Google Search Enters AI Mode: Pichai’s Vision of a Conversational Future Takes Shape
CEO Sundar Pichai was recently on the All In podcast, and the big question came up whether Google is being disrupted by ChatGPT, Perplexity, and other AI-native tools that are rapidly eating into traditional search behavior. Pichai didn’t seem rattled at all. His take was that disruption isn’t inevitable unless you ignore it.

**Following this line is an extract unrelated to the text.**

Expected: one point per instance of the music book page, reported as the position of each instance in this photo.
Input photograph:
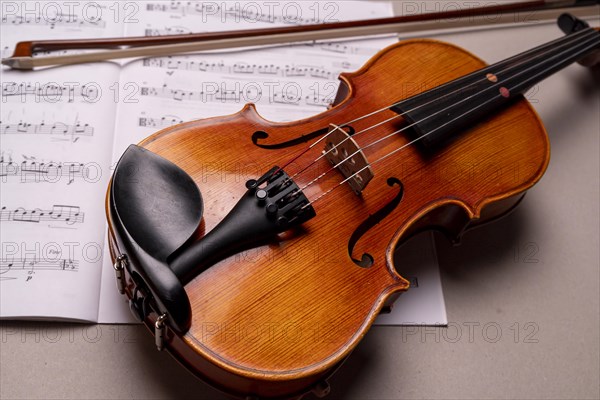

He sees it more as a shift, one that Google is actively adapting to rather than resisting. And the numbers show they’re already moving. Over 1.5 billion users have engaged with Gemini-powered AI overviews inside Google Search.
These aren’t just summaries or snippets. It’s an AI layer baked directly into search results, designed to give more context, answer follow-up questions, and reduce the need to click through multiple pages. It’s a way to keep users in Google’s ecosystem while still giving them something closer to an AI chat experience.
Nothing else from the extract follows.